Ever since I was a kid, I’ve had a soft spot for westerns. I can’t remember my first, but I’m sure it was at my grandfather’s insistence. Last year I found myself watching them more and more frequently, partly because the landscape photography was so enchanting to someone stuck inside. Partly because I’ve grown old enough to understand what the men in the movies are fighting for. And what they are fearing. Gunfighters looked a lot like superheroes when I was a kid. They look a lot different now. From Boulder Weekly Vol. 28, No. 8, “The high cost of being on top.”
Tall and lean, Jimmy Ringo’s come to town. His pants are ill-fitting and his jacket is a little shabby. His mustache is dumpy and that bowl cut sure isn’t making the women swoon. But the men are in awe.

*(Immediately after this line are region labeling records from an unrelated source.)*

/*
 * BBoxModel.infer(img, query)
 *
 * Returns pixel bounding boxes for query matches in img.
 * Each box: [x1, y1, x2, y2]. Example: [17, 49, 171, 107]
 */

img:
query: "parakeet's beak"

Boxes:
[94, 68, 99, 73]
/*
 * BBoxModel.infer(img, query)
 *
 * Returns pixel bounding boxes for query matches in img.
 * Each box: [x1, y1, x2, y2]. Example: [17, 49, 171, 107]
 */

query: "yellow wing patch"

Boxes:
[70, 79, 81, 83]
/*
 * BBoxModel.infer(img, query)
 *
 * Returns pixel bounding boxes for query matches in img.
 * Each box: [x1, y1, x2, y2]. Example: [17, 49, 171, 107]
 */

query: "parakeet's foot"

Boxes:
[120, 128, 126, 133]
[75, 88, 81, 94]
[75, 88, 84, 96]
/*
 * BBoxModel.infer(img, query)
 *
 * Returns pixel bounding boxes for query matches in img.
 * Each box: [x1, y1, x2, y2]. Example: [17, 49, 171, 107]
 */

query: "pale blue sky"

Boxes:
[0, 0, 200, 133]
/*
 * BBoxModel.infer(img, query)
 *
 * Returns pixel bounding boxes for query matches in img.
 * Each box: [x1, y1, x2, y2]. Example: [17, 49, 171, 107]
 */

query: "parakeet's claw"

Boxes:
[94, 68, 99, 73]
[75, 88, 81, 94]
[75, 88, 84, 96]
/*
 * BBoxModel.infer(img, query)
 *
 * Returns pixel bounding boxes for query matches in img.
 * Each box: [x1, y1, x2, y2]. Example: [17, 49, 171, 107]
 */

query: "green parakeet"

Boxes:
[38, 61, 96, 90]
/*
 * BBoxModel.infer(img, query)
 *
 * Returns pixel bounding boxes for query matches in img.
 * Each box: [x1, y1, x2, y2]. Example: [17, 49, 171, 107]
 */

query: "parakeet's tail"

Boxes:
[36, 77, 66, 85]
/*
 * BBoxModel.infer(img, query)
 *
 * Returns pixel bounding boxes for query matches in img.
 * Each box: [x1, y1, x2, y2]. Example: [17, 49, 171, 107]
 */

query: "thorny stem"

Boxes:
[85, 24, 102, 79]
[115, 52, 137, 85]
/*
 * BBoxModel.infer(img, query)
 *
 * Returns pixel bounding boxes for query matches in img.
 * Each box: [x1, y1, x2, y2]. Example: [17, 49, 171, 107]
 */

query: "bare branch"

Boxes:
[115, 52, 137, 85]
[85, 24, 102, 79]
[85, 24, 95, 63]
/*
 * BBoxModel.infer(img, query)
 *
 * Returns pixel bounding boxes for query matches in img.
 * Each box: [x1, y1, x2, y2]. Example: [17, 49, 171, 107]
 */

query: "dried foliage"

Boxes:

“Hiya, Jimmy,” a man standing outside the saloon says.
“Hiya, old-timer,” Jimmy answers. Jimmy doesn’t know who the stranger is, but the stranger sure knows who Jimmy Ringo is. Everyone in the saloon does—including the punk kid with two six-shooters. Jimmy’s a legend: The fastest gun in the West. And there’s no better way to make your bones than by taking down the best. But, as the kid soon learns, Jimmy’s legend ain’t a misnomer. Another town and another one gunned down by Jimmy Ringo.
Americans have a love affair with guns. Though the right to bear arms comes second in the Constitution, it’s first in American hearts. Americans also love playing king of the hill. To be the best, you got to beat the best, and in The Gunfighter, Jimmy Ringo (Gregory Peck) is the best. Too bad the cost is so high.
When 20th Century Fox released The Gunfighter in 1950, Peck was a heartthrob with movies like The Yearling and Twelve O’Clock High in his rearview mirror. If director Henry King wanted to make Jimmy Ringo a hero, a quick shave and a costume change would have whipped a frumpy and weathered Peck into a handsome gunslinger. That might have helped the initial box office some, but it would have harmed the movie. The Gunfighter’s reputation has built over the years, and many consider it to be among the best westerns of the 1950s—a decade replete with magnificent westerns. But, the public’s appetite for the genre has diminished in past decades. True, it’s hard to look past the jingoism and the extermination associated with Manifest Destiny, but the America you see in westerns isn’t that different from the America you see today. (There are an awful lot of parallels between frontier mob justice and today’s cancel culture.) And as many prepare to take up arms in preparation for the November election, regardless of the outcome, there is a sense that the West never died; it’s just been dormant.
Feeling scared? Thinking about buying a gun? Watch The Gunfighter first. There’s no peace in Jimmy’s eyes, nothing relaxed in his posture. Security is a fantasy. Jimmy can’t even enjoy a quiet drink or a good steak without looking over his shoulder. Everywhere he turns, another is waiting to take his place. Sleep is hard to come by. Sanctuary is even harder.
Directed by King, a no-nonsense filmmaker who looked for truth in every movie, The Gunfighter is top-shelf material thanks to Barbara McLean, Fox’s top cutter, whose ability to shape a film extended well beyond the editor’s room. Her modernist style strips The Gunfighter clean of myth-making, leaving only a smoking gun, sunken eyes and one more funeral for the masses.
The Criterion Collection has released a 4K restoration of The Gunfighter on Blu-ray and DVD. Special features include archival interviews with Henry King and Barbara McLean, a video essay from J.E. Smyth, and a written essay from K. Austin Collins.